Dire que Horseburner n’a rien à voir avec Mastodon ou Baroness serait faire preuve d’une certaine mauvaise foi. Même goût prononcé pour les riffs en twin guitar, qu’ils se croisent à la tierce ou s’embrasent à la quinte, même appétit pour ces architectures lourdes et sinueuses où le sludge se fait épique, parfois franchement progressif. Mais réduire “Voice Of Storms“ à un simple jeu de miroirs serait passer à côté de l’essentiel.

Car ce quatrième album marque surtout le moment où Horseburner affine définitivement son ADN. Plutôt que de courir après les têtes d’affiche du genre, le groupe injecte à ses compositions une énergie heavy-metal old school, dosée avec intelligence, qui électrise chaque morceau. Les guitares sont massives, mais jamais plombées, les structures complexes sans sombrer dans la démonstration gratuite, et les mélodies suffisamment accrocheuses pour rester en tête longtemps après la dernière écoute.

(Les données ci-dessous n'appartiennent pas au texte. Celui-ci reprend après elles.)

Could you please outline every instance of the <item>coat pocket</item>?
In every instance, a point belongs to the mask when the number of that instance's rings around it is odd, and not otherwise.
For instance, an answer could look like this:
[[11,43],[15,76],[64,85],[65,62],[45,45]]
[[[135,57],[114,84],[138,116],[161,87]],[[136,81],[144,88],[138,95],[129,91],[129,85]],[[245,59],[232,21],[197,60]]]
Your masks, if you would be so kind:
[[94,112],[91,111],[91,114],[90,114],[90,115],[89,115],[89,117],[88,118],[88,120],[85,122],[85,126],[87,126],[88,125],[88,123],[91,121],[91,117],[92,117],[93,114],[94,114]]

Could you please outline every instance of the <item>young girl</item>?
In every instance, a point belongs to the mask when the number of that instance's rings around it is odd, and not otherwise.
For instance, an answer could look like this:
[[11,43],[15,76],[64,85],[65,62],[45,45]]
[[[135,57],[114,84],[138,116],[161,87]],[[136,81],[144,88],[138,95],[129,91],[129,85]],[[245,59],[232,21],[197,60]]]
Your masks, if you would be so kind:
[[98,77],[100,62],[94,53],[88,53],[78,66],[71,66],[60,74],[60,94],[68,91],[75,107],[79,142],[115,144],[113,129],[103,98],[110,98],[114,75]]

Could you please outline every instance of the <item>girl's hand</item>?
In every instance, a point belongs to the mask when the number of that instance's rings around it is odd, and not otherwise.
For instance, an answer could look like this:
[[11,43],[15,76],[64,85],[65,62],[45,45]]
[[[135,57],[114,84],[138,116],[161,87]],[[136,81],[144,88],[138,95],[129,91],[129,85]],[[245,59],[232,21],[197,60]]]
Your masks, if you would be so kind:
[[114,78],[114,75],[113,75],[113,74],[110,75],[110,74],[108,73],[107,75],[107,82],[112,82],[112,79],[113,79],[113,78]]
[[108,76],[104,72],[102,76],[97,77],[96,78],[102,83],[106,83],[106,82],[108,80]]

Le point d’orgue arrive avec Widow, conclusion monumentale de plus de neuf minutes, un final vertigineux qui laisse l’auditeur groggy, les neurones en désordre. Quand le silence retombe, il devient évident que “Voice Of Storms“ est bien plus qu’un exercice de style : c’est un disque incandescent de guitares, bourré de riffs dévastateurs et d’élans quasi mystiques.

Un album capable de faire hocher la tête avec ferveur autant que de donner envie de danser pieds nus sous une pleine lune. Horseburner signe ici un long format à la fois puissant, élégant et viscéral. Du grand art, tout simplement.